Ocorre-me falar disto a propósito do país que as televisões nos mostraram a semana passada graças à louvável iniciativa presidencial de Marcelo Ribeiro de Sousa. Certo estou que se o Presidente em vez de se ter posto a caminho rumo ao terreno calcinado e às aldeias das vidas desfeitas, tivesse ficado resguardado no Palácio de Belém (é o que teria feito Cavaco Silva), as televisões não se preocupariam em ir registar o país real, que contrasta escandalosamente com o das estatísticas. Infelizmente, não são apenas as matas desprotegidas e mal geridas, os óbvios sinais de subdesenvolvimento de que Portugal padece.

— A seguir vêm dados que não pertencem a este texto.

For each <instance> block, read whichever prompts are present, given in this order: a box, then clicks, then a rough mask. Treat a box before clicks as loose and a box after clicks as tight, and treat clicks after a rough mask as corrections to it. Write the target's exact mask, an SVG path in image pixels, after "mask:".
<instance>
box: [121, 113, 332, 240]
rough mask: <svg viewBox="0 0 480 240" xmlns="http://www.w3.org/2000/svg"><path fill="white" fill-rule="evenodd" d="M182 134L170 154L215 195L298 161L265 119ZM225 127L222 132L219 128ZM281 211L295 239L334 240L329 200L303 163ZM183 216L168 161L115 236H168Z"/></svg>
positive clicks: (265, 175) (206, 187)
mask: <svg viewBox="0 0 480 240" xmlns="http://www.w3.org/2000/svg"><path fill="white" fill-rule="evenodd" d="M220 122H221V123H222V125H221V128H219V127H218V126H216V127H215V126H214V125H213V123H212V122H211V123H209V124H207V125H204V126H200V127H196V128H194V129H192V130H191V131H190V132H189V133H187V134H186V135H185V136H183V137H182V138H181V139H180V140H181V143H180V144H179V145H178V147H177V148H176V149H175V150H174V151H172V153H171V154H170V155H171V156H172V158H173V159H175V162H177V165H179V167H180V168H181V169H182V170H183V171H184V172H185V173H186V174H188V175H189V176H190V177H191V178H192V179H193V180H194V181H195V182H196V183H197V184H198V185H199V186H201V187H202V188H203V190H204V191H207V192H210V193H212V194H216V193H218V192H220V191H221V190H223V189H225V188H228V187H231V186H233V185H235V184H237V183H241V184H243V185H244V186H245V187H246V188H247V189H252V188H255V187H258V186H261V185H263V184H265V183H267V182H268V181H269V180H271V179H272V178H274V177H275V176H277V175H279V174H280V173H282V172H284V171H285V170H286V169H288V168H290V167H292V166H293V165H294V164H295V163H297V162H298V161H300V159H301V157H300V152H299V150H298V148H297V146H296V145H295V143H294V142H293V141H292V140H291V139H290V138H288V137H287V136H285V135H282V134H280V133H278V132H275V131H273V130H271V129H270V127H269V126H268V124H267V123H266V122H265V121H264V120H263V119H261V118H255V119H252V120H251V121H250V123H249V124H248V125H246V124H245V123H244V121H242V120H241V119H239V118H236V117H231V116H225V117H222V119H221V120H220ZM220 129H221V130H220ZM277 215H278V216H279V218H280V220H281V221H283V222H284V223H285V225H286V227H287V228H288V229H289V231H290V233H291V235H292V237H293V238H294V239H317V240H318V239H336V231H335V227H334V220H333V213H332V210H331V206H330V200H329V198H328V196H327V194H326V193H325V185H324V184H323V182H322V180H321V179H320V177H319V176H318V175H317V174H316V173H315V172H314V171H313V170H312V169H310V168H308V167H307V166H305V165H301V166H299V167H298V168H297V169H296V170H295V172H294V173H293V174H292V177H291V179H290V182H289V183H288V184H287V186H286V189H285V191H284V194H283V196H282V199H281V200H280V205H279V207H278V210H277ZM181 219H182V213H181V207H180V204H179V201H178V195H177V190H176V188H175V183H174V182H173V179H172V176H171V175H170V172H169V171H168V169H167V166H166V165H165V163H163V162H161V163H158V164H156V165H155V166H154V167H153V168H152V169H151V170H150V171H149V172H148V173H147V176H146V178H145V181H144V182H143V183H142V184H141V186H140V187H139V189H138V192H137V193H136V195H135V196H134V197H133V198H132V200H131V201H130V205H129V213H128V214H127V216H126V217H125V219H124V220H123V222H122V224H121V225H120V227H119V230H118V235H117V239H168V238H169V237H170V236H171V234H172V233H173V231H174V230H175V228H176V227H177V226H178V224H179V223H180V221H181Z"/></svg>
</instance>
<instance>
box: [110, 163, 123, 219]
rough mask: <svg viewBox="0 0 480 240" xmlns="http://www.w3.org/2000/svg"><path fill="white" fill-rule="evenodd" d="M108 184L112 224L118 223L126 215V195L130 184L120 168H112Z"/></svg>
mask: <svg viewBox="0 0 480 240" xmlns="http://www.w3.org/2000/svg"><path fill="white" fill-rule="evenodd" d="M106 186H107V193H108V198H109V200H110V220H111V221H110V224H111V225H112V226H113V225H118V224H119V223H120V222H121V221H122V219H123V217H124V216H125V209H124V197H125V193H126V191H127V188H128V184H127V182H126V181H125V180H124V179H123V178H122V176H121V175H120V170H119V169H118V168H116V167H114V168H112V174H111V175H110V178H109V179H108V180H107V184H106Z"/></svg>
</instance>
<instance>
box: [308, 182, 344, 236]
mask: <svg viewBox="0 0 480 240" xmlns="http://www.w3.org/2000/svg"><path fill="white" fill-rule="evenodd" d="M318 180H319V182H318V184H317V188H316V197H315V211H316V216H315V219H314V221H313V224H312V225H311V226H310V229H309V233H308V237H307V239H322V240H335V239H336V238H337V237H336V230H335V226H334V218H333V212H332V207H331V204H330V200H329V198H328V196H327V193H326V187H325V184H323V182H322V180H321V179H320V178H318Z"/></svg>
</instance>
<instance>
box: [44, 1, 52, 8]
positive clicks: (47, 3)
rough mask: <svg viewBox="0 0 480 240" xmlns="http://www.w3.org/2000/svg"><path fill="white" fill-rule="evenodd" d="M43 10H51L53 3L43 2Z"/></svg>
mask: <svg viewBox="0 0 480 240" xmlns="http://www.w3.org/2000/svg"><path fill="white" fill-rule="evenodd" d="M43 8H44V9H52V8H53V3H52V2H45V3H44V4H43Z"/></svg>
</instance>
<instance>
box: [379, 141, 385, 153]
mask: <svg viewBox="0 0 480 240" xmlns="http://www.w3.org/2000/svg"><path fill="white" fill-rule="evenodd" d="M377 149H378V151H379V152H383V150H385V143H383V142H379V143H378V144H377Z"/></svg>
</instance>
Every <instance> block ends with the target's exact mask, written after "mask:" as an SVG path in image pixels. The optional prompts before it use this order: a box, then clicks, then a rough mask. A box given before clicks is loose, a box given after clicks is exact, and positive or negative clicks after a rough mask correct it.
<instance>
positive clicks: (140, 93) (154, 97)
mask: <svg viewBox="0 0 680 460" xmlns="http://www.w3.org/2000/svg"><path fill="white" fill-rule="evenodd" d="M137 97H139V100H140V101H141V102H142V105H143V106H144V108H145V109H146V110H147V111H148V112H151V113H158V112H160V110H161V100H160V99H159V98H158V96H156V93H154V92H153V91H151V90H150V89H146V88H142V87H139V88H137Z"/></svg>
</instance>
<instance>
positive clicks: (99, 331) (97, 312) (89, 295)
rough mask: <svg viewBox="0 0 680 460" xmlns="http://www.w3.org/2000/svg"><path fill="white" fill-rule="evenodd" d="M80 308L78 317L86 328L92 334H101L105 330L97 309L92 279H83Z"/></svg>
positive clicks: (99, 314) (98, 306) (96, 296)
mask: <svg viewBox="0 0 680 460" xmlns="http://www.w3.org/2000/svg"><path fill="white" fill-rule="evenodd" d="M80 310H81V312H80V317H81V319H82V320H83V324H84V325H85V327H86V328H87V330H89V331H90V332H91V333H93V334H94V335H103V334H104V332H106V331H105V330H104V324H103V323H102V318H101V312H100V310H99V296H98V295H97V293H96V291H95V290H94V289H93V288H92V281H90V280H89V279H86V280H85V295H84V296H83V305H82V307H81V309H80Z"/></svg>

Fiquemo-nos pelos factos. E agora falo do presente. O concelho de Santa Maria da Feira é dos mais ricos do País. E, no entanto, a nível de infraestruturas está tudo por fazer. As estradas locais continuam esburacadas, remendadas, esburacadas de novo, manhosas, mais miseráveis do que nunca. A especulação imobiliária, não fôra a crise, teria seguido de vento em popa, pois foram muitos os empreiteiros que por estas bandas prosperaram, construindo onde e como queriam. Enfim, a paisagem humana e natural ficou irremediavelmente descaracterizada. Seria preciso demolir um sem número de abortos arquitectónicos para poder reabilitar a antiga beleza das históricas terras de Santa Maria da Feira. Com o seu castelo de ameias piramidais, único em toda a península, onde viveu o conde D. Henrique e o seu filho Afonso, futuro rei de Portugal. Com as suas quintas e solares; estradas e pontes romanas. As igrejas matrizes, que ainda recordo, dos tempos da meninice. Antes dos milionários o serem.
Sorte têm as freguesias com nativos milionários orgulhosos delas. Desses que, por amor à terra, investem no bem de todos. E na boa reputação da terra que os viu nascer. O que está longe de acontecer no concelho de Santa Maria da Feira. Ali aplica-se bem a máxima do “vivemos num país de encher o olho (leia-se Europarque), mas continuamos um atraso de vida”.